Elsenham house fire death was accidental, inquest told

PUBLISHED: 20:16 22 May 2012

The two-storey terraced house in Stansted Road, Elsenham, where 36-year-old Darren Hockley died in a fire

The two-storey terraced house in Stansted Road, Elsenham, where 36-year-old Darren Hockley died in a fire

Archant

A VERDICT of accidental death has been recorded by a coroner at the inquest of an Elsenham man who died when a fire broke out in his home.

Darren Hockley, 36, who lived with his father Gerald, 71, in Gilbey Cottages, Stansted Road, was overcome by fumes when the fire in the hearth at his home spread to a nearby woodpile.

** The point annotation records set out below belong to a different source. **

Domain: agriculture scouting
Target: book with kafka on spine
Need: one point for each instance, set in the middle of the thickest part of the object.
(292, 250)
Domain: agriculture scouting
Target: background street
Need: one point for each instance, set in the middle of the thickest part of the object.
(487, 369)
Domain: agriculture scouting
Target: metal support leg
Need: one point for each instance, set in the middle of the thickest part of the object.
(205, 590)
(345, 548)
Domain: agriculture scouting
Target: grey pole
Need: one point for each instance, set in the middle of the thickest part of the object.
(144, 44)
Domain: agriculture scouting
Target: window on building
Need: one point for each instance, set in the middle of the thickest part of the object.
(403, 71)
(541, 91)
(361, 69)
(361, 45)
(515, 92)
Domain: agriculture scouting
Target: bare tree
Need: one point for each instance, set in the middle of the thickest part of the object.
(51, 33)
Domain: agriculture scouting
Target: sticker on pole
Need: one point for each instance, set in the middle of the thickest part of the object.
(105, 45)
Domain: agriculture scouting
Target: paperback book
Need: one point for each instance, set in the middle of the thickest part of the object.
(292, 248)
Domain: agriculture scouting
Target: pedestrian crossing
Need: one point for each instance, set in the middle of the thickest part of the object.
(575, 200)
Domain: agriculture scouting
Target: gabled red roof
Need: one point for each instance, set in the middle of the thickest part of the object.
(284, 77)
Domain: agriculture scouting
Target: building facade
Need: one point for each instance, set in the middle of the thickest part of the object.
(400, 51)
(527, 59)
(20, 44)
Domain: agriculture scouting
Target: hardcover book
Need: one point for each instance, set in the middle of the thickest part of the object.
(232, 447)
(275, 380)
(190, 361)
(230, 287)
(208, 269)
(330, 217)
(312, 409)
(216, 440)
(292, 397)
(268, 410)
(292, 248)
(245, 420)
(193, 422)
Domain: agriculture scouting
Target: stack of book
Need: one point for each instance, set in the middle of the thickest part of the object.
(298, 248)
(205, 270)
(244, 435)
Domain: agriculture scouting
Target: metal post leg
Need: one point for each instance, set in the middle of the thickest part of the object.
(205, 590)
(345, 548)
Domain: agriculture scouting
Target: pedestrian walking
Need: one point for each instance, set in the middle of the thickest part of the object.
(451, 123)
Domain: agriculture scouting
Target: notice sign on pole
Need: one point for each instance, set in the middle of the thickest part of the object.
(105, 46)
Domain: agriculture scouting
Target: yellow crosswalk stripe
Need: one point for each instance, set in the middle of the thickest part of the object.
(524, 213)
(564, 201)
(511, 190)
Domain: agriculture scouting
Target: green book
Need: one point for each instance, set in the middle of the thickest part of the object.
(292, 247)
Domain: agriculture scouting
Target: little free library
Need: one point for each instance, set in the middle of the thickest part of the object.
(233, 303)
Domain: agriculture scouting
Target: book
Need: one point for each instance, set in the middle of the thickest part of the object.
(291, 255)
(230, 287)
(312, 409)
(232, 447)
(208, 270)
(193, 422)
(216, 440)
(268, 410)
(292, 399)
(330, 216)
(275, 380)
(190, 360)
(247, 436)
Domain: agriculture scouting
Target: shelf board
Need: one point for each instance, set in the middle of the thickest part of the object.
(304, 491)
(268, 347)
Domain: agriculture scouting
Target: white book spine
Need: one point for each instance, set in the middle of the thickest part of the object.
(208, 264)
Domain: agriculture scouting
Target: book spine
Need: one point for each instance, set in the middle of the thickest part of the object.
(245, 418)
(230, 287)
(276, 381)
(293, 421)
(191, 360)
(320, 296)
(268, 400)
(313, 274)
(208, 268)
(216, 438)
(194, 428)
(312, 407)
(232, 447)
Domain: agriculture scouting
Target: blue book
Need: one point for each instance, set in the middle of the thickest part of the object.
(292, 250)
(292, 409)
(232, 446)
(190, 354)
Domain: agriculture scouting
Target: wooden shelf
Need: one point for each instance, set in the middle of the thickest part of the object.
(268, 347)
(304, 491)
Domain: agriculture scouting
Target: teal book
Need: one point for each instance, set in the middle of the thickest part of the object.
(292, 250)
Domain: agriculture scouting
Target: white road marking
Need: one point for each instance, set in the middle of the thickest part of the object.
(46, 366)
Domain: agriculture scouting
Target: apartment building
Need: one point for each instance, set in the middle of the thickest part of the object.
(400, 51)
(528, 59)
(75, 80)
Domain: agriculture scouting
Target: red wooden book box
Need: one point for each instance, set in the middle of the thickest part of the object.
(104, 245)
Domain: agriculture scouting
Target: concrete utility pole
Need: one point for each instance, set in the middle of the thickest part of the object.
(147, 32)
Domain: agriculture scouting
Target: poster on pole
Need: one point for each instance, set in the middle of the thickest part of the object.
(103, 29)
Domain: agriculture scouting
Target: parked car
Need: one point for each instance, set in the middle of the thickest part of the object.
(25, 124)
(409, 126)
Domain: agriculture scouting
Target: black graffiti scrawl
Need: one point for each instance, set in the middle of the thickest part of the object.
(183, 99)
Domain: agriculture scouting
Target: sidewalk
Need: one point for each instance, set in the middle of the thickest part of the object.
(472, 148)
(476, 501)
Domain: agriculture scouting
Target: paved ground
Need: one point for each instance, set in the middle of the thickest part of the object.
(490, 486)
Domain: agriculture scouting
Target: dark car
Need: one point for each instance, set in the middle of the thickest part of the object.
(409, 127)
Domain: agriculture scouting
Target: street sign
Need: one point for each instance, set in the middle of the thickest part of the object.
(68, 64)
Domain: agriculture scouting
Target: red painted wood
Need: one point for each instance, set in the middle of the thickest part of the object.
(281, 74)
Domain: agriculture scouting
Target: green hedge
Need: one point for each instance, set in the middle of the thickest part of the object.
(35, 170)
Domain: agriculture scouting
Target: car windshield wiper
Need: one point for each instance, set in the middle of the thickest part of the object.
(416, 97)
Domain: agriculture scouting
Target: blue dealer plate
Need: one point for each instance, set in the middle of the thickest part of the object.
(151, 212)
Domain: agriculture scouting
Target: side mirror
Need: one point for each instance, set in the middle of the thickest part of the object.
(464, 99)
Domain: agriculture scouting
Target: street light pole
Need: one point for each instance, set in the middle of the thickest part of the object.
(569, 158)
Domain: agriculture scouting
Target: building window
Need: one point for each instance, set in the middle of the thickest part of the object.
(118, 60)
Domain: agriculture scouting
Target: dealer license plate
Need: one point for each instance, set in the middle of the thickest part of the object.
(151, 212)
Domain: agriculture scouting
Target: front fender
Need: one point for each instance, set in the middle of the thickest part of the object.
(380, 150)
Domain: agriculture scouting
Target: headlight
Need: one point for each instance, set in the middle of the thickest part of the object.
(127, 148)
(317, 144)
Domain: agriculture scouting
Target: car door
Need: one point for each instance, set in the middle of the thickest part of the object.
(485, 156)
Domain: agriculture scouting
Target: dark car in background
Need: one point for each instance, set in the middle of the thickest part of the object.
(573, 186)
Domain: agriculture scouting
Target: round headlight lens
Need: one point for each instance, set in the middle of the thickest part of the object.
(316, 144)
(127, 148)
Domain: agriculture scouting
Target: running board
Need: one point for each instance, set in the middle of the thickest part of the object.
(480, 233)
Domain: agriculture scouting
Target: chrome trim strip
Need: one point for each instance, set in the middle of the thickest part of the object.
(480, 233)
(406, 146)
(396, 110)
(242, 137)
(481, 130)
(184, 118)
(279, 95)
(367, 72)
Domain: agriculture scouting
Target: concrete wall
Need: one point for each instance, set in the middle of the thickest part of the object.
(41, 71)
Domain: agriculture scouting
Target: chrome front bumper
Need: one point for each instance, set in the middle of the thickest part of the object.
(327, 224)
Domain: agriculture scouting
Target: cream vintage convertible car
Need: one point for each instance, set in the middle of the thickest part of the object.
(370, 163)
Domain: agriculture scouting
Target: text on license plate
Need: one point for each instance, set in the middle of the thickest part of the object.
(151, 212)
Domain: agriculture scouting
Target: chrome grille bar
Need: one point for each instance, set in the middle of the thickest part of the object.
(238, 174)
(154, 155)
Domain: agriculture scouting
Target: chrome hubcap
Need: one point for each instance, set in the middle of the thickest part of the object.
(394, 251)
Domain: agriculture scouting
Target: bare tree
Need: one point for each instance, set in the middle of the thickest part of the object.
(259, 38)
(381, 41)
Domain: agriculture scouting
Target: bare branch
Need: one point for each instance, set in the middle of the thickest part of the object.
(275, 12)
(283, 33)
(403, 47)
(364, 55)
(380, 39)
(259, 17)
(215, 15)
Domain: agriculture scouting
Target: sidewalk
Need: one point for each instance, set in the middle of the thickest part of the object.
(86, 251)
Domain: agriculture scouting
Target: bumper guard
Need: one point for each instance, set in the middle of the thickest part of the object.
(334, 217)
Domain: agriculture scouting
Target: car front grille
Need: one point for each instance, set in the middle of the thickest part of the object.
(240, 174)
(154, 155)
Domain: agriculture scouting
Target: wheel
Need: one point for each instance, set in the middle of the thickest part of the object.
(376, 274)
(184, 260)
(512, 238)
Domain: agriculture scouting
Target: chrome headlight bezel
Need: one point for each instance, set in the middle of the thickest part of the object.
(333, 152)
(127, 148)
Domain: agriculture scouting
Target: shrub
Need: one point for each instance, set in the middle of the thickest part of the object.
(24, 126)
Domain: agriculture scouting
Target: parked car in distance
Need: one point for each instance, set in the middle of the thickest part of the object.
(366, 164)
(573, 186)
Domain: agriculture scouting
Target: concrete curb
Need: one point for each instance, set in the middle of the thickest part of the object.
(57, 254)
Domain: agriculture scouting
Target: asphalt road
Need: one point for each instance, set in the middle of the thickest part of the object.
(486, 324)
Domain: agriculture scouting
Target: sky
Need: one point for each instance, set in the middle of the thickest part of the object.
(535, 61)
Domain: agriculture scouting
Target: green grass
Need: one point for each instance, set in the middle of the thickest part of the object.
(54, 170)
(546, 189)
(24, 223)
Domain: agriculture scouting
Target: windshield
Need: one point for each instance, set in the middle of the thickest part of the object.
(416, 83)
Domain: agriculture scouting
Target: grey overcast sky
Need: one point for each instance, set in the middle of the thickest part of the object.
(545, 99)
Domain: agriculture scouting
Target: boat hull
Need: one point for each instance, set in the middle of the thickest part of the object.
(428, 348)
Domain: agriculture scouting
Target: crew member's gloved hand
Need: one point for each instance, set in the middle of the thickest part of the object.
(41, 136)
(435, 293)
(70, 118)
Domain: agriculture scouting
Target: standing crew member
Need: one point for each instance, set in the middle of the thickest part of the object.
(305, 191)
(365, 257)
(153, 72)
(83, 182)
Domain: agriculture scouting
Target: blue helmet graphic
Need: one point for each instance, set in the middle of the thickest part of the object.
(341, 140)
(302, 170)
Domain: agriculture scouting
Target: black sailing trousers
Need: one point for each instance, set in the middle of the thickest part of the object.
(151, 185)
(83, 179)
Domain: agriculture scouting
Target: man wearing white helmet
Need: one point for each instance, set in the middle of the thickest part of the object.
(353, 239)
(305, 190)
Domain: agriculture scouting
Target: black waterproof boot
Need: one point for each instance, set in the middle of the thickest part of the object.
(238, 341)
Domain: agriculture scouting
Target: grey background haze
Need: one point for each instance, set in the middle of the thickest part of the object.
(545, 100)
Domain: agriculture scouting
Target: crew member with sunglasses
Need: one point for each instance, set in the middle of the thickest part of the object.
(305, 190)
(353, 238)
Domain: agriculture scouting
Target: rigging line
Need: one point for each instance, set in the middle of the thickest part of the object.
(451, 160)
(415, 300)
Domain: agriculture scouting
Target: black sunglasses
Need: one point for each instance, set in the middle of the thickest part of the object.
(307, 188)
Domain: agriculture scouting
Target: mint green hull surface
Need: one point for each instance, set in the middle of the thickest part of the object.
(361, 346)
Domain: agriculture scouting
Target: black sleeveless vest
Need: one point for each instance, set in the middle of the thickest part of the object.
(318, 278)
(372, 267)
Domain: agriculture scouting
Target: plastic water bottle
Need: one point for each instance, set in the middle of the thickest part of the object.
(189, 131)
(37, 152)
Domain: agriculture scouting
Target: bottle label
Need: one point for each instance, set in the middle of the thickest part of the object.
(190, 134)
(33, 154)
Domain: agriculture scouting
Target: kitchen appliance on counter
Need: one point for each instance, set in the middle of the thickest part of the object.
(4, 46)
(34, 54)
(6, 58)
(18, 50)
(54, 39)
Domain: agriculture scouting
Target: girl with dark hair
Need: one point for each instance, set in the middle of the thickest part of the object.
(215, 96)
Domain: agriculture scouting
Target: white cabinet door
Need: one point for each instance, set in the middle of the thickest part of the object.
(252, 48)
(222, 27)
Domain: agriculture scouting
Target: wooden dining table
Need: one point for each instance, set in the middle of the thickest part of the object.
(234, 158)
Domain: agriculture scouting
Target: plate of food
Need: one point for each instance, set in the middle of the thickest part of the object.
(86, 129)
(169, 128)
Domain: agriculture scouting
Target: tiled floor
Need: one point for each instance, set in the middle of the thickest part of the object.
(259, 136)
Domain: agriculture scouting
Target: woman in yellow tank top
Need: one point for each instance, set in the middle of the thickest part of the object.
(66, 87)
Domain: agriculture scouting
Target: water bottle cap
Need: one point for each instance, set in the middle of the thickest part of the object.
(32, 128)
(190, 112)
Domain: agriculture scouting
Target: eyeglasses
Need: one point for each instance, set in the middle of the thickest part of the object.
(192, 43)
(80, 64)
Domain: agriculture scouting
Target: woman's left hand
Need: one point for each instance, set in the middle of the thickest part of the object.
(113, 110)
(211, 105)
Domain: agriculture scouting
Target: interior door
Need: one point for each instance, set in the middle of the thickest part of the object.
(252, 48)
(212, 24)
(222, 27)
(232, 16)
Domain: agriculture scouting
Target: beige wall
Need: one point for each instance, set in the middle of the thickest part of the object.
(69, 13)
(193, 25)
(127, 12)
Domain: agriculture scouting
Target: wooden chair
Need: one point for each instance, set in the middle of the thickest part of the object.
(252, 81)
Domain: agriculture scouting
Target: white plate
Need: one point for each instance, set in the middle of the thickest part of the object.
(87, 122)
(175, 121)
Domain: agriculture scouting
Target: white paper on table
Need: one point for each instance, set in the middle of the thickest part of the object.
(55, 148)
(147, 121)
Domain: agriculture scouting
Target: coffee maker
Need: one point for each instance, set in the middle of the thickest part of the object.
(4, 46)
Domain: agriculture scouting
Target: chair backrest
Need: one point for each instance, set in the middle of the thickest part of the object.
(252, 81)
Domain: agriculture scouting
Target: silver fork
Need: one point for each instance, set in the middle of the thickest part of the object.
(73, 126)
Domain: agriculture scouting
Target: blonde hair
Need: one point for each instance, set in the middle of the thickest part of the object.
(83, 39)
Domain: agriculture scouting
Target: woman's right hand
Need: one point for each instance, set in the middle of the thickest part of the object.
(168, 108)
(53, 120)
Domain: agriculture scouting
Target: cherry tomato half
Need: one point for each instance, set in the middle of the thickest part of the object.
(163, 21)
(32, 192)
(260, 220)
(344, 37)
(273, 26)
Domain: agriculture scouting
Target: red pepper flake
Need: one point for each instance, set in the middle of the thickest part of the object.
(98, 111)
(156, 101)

Chelmsford Coroners Court was told he had 430mg of alcohol in his blood – over five times the drink drive limit – and that this would have affected his awareness.

Mr Hockley, described as an alcoholic, was found by firefighters in his bedroom when they were called to the fire at about 10pm on January 28.

His death was confirmed on arrival at Princess Alexandra Hospital in Harlow.

He died from inhalation of combustible fumes and acute alcohol toxicity.

The coroner was told his blood was 75 per cent saturated with carbon monoxide, which was a fatal level.

Coroner’s officer Paul Gamman said the forensic pathologist Dr Ben Swift had indicated that alcohol toxicity had contributed to his death.

Although the extremely high level was not potentially fatal to Mr Hockley because he was a heavy drinker, it would have affected his awareness and consciousness.

The inquest heard that Mr Hockley and his father lived independently in the same house and that both were shift workers. Darren Hockley was off work on January 28.

A report by Essex Fire and Rescue Service said that the fire probably began by a stick from the open fire falling into the hearth and flames “tracking back” up the stick to a nearby woodpile. It was accidental.

Essex coroner Caroline Beasley-Murray recorded a verdict that Mr Hockley, who was born in Bishop’s Stortford, died as a result of an accident.

She said: “He must have been very much the worse for wear, under the influence of alcohol, even though it was not the main cause of death. He had a very high level of alcohol in his system.”

No family members were present at the inquest.